Advance JVM bundle options, and enable them in jvm_app target as well

Review Request #3910 — Created May 19, 2016 and submitted

yujiec
pants
3454, 3471
pants-reviews
benjyw, peiyu, stuhood

This review does following:
1. JVM bundle options defined in BundleCreate become advanced options
2. Options bundle-jvm-deployjar and bundle-jvm-archive are enabled in jvm_app target, which means you can specify them in BUILD file.
3. Deprecate bundle-jvm-archive-prefix option.
4. The precedence is CLI option > target option > pants.ini option
5. Add test cases in both test_jvm_app.py and test_bundle_create.py

ci green:
https://travis-ci.org/pantsbuild/pants/builds/134520336

  • 0
  • 0
  • 9
  • 0
  • 9
Description From Last Updated
  1. 
      
  2. Please document the new fields using descriptions similar to the original flags. Alternatively, move the descriptions from the original flags, and change those help='..' strings to reference the JvmApp docs instead.

    1. ...it's a good idea in general, but also: this information ends up on the docsite: http://www.pantsbuild.org/build_dictionary.html

    2. So the alternative is to reference JvmApp __init__ docstring in "help=..." string in bundle_create?
      
      __init__ docstring here will end up on docsite?
    3. help message is user facing right? should we make "help=" refer to pants website (http://www.pantsbuild.org/build_dictionary.html)?

    4. That's probably fine. But just referring to "the documentation for jvm_app" would probably be fine too.

  3. Please document this method.

  4. You can't assume that all/any of the target roots will be jvm_app targets.

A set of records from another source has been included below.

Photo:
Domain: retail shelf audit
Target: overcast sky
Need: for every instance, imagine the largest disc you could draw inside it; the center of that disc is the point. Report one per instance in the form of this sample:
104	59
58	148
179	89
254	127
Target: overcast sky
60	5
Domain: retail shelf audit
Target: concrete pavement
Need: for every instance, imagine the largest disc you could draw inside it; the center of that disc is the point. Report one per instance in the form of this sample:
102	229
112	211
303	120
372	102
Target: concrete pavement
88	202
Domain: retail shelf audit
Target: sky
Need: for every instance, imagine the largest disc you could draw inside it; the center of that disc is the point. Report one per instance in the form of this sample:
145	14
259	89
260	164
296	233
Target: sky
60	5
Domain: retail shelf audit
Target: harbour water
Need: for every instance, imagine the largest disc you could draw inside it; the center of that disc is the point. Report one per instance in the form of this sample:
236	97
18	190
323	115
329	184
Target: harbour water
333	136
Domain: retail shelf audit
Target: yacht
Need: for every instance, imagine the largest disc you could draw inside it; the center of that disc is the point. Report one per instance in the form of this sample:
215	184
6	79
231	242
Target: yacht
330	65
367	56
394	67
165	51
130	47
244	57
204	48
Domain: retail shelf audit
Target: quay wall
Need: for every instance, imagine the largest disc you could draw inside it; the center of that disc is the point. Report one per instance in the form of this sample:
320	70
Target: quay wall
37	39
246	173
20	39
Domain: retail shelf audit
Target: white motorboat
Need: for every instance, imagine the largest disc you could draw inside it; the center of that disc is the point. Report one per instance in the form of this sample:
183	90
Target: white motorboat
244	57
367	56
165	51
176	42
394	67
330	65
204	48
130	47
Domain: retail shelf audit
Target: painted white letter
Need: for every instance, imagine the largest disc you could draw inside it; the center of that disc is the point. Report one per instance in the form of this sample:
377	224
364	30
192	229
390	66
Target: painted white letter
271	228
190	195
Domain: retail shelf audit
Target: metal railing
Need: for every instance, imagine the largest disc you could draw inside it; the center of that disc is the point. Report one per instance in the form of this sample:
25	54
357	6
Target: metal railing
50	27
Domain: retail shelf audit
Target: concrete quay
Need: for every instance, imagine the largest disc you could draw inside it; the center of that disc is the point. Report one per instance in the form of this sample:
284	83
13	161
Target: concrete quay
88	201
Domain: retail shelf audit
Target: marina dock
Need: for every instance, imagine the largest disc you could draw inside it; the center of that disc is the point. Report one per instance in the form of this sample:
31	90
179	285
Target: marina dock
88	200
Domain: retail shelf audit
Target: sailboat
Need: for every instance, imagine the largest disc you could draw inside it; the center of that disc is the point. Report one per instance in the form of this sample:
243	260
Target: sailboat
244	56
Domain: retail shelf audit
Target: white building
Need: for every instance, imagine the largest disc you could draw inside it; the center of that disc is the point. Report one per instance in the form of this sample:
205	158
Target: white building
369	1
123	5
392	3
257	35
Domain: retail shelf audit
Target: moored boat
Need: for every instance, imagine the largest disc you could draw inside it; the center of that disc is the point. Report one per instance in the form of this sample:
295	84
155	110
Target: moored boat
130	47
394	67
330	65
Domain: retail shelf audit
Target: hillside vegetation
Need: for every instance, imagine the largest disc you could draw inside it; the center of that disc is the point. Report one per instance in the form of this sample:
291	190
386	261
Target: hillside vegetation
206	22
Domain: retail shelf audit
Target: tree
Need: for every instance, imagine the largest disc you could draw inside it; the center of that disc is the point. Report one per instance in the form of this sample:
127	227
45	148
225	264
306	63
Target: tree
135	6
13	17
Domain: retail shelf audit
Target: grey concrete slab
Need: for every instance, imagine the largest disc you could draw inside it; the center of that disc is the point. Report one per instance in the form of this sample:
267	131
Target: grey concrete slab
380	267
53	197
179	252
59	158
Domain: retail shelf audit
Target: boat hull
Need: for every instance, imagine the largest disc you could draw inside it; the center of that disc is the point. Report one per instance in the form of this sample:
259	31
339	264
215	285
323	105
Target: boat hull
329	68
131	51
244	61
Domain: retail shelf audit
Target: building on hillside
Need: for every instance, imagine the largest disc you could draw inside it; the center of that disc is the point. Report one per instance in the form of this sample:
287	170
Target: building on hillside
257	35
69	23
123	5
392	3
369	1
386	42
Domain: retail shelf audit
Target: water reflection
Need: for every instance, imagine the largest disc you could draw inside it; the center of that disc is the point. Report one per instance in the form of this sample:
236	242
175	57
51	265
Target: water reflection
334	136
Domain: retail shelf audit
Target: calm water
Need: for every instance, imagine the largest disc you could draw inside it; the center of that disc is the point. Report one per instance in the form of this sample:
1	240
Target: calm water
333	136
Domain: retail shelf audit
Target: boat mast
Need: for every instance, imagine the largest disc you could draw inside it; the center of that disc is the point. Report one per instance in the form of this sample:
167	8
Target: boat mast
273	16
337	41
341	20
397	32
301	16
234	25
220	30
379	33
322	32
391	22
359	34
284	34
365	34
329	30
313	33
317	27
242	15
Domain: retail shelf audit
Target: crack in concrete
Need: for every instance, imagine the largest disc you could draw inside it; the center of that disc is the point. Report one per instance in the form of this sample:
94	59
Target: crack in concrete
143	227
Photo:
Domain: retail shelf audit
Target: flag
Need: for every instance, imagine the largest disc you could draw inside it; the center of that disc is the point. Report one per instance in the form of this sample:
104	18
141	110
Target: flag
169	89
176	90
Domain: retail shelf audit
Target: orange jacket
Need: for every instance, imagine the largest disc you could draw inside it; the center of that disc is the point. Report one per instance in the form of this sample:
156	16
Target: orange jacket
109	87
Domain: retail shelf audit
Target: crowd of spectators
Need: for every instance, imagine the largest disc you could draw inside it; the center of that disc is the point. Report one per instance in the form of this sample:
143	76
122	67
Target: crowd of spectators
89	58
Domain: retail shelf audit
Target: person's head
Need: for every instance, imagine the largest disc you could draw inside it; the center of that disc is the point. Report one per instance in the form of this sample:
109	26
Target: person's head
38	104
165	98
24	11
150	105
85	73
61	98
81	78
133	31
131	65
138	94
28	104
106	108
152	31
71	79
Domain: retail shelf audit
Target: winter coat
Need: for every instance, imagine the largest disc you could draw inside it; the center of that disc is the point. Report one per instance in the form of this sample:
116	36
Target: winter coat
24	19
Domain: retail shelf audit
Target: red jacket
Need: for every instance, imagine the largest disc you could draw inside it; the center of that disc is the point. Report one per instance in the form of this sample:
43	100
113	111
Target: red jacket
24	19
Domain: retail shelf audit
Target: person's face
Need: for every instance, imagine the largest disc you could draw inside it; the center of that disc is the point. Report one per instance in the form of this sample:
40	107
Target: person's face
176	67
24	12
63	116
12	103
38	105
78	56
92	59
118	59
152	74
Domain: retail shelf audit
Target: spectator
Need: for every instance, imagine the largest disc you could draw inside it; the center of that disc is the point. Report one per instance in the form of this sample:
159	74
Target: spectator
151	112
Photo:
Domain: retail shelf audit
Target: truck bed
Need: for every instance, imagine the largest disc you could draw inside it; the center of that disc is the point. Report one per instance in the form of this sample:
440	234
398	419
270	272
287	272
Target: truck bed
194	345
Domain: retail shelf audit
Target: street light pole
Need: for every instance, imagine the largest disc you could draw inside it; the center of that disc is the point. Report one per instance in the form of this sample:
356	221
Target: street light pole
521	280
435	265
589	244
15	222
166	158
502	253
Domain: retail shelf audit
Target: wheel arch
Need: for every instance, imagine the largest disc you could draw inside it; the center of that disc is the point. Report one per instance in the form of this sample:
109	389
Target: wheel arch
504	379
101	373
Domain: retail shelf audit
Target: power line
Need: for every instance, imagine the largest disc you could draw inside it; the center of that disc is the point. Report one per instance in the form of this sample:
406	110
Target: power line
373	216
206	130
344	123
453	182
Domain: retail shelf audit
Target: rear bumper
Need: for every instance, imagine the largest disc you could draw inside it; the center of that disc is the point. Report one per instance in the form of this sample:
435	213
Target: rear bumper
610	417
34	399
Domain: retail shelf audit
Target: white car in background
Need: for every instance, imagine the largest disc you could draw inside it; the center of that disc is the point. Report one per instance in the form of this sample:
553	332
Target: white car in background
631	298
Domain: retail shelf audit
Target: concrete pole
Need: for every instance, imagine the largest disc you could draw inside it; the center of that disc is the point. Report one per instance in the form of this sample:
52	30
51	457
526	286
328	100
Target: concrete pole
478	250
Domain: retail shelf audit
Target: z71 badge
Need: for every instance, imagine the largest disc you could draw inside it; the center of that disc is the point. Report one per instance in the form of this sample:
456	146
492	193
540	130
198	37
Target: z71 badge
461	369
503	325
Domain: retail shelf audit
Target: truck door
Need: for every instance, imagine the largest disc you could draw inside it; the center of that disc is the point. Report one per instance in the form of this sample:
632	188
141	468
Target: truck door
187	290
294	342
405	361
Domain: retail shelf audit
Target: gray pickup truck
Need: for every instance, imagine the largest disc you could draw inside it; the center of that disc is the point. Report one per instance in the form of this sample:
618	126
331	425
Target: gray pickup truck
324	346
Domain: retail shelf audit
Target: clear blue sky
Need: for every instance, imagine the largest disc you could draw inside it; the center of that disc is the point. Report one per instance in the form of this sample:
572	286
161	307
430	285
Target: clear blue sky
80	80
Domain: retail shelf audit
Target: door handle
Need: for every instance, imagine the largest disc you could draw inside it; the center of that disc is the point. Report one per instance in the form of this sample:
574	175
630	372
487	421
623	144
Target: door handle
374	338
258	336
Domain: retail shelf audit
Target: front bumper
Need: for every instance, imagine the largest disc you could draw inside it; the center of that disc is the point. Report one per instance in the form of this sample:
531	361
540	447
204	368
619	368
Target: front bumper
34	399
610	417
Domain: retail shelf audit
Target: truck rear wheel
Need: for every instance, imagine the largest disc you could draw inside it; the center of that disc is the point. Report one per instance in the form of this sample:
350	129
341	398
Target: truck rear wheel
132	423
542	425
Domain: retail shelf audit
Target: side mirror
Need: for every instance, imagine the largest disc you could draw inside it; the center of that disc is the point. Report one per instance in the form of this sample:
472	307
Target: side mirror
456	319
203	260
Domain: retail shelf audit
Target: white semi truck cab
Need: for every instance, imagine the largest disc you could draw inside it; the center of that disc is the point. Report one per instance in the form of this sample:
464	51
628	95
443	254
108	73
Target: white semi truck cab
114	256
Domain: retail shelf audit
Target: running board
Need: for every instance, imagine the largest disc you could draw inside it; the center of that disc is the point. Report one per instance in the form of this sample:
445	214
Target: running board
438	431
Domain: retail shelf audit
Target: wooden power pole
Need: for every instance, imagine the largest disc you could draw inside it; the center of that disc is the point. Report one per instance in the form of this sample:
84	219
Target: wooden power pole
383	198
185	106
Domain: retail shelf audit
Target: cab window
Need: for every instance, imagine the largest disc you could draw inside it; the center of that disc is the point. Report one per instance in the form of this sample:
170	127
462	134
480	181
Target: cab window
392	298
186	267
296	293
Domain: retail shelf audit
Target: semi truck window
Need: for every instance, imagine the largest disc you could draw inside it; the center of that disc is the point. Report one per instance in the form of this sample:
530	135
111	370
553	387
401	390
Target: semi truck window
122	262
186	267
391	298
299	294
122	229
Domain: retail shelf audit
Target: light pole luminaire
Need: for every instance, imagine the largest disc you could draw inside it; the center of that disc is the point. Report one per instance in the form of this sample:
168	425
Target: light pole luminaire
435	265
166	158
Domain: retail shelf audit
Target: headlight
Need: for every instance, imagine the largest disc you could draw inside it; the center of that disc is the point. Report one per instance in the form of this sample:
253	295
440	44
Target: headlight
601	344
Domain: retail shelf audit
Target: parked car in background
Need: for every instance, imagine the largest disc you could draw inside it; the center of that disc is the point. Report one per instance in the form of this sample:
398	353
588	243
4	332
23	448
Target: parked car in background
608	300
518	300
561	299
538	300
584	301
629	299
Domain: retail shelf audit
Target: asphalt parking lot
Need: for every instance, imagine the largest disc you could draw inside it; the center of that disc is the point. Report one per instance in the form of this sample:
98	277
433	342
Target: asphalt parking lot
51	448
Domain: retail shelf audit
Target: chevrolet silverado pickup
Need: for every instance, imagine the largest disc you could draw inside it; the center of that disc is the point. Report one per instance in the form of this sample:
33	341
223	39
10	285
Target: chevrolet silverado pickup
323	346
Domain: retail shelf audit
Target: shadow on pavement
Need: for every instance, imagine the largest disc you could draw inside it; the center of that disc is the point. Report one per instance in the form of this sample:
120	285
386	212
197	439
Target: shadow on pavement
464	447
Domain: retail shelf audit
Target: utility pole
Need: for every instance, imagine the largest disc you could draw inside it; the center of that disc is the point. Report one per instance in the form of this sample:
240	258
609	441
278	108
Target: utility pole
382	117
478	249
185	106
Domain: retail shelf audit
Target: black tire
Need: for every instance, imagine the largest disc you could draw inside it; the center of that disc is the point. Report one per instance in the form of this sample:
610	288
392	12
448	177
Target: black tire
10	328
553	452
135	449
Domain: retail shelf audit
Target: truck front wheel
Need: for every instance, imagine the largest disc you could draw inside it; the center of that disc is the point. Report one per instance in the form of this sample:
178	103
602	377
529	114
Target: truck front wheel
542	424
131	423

  5. src/python/pants/backend/jvm/tasks/bundle_create.py (Diff revision 1)
     
     
     
     
     
     
     
     
     
     
     
     
     

    This is probably not the right way to resolve this issue... please talk with Peiyu about whether there is a better way to resolve this issue in the context of these parameters being per-target, rather than being global to the run.

    1. By giving basename already implies they want to use basedname as opposed to pants supplied target.id based naming. In other words, having basename and use_basename_prefix at the same time is redundant.

      use_basename_prefix is a workaround that's better be hidden from user, whether or not we want to kill it and move forward to a single naming convention is a different discussion.

    2. Discussed this logic with Yujie. I proposed to modify the operation under "use_basename_prefix = True" as follows:
      1. If a target is a JvmApp, bundle it no matter it is in root or not;
      2. If a target is not a JvmApp, bundle it only if it is in root.

    3. We still do not need to worry about naming conflicts because the underline JvmBinary target is not bundled.

    4. sgtm, probably a separate review.

    5. I think I add it to my review of "exposing products" - https://github.com/pantsbuild/pants/pull/3501.

      Let's land this one first.

    6. Sure. Thanks @peiyu @yujie. Just a discussion here. Better to implement it in a new review.

  6. Each app in apps might have a different deployjar setting... this _resolved_option call should be for app.

  7. 
      
  1. 
      
  2. i suspect this one is rarely used and can be killed.

    When giving a basename, people are already used to basename prefix-ed archive names, I searched our repo and confirmed
    1) there are only 2 instances of --bundle-jvm-archive-prefix which is the same as not using it
    2) there is no instance of --no-bundle-archive-prefix

    1. Is there a deprecation process for cli options? Also should I ask in Slack room since other companies may use this flag?

    2. Yes and sortof.

      To deprecate an option, mark a removal version: https://github.com/pantsbuild/pants/blob/master/src/python/pants/backend/jvm/tasks/junit_run.py#L82-L84

      And to see whether it is critical to any other users, mailing pants-devel@ is probably more thorough.

  3. 
      
  1. 
      
  2. are we going to deprecate this? in your description says

    3. Deprecate bundle-jvm-archive-prefix option.
    
    1. in bundle_create.py register_option, I set a deprecate version. Are you saying since we will deprecate it we don't need to put it in jvm_app target?

    2. yea so we can simplify.

    3. ok I have remove all usage od archive-prefix (just one place actually) to prepare for deprecation.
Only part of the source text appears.